Two Texas furniture dealers entered into an agreement — entirely by text message — for one party to sell the entire contents of a showroom to the other. The seller backed out; the court had no difficulty holding that the parties had entered into an enforceable contract. See Moe’s Home Collection, Inc. v. Davis Street Mercantile, LLC, No. 05-19-00595-CV, slip op. at 6-10 (Tex. App.—Dallas June 6, 2020) (affirming judgment below in relevant part).

(Hat tip: Prof. Eric Goldman.)


Shall vs. will in the civil-rights era

I’m reading Robert Caro’s book Working, about his experience writing his magisterial multi-volume biography of Lyndon B. Johnson. This passage on page 165 caught my eye:

One [song of the 1960s] is a song that had been sung for a long time …. It’s “We Shall Overcome,” of course. …
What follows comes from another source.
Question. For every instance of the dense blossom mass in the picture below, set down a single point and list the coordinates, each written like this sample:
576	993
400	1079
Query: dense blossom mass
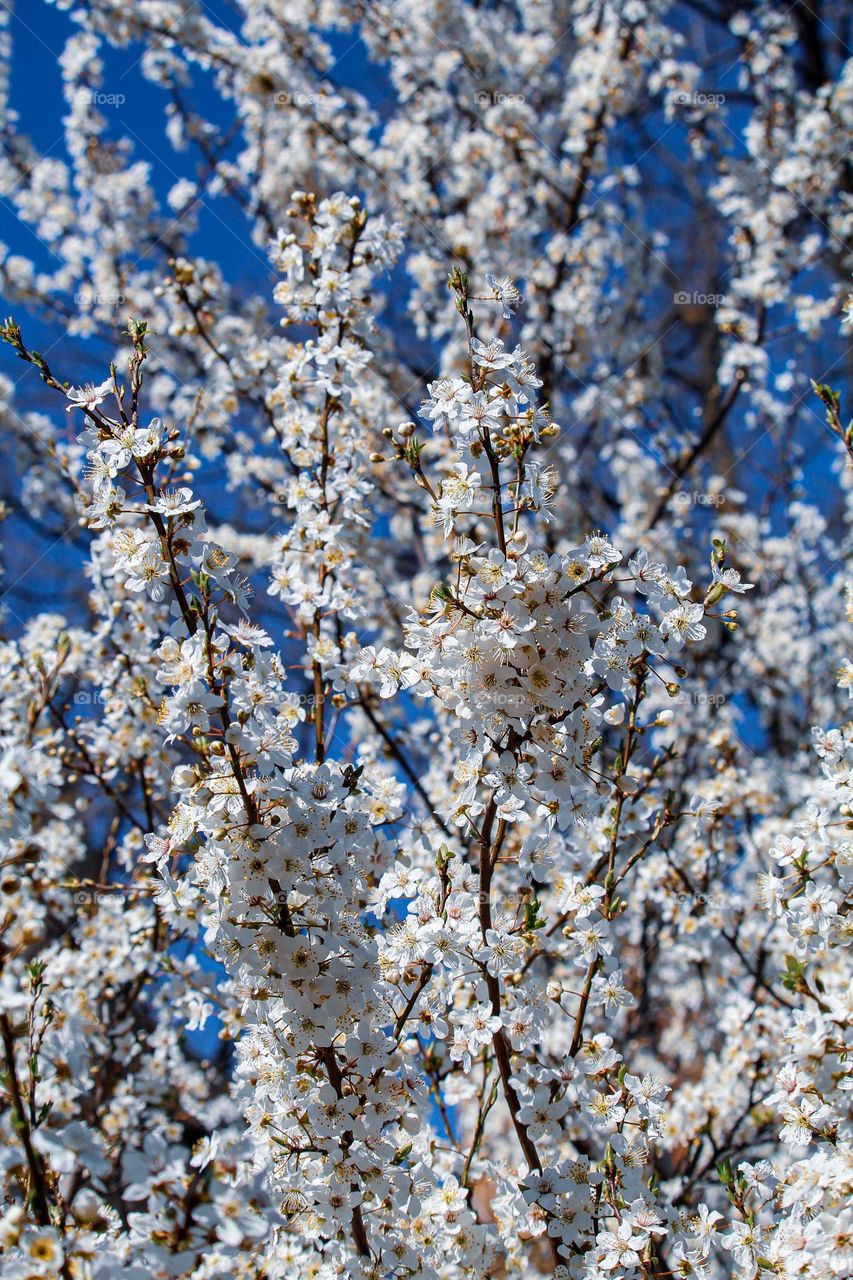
414	855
… [D]uring the 1950s, it was taught at the Highlander Folk School in Tennessee, a school created to teach people how to organize in the labor unions, and to teach civil rights workers how to fight for their cause. The legendary folksinger Pete Seeger came to sing it there.

[Seeger] changed “We will overcome” to “We shall overcome.” That change shows the power of words. Changing a single word—changing “We will overcome” to “We shall overcome”—makes a big difference to the song.

Caro is right; I’d heard early versions of the song as We Will Overcome and thought that it didn’t have the same power as We Shall Overcome.


Shall is mandatory in a forum-selection clause, says D.C. Circuit

The D.C. Circuit held yesterday that shall was mandatory in a contract’s forum-selection clause saying that a Saudi grievance council “shall be assigned for settlement of any disputes or claims arising from” the contract. See D&S Consulting, Inc. v. Kingdom of Saudi Arabia, No. 18-7140, slip op. at 5-6 (D.C. Cir. June 19, 2020) (affirming dismissal; citations omitted).

The contrary argument isn’t frivolous; as the D.C. Circuit noted: “To be sure, one way to make a clause mandatory is to specifically refer to the designated forum as ‘exclusive’ of other fora.” One could argue that any waiver of the right to sue in an otherwise-proper forum must be clear and unmistakable, and that the forum-selection clause doesn’t meet that standard.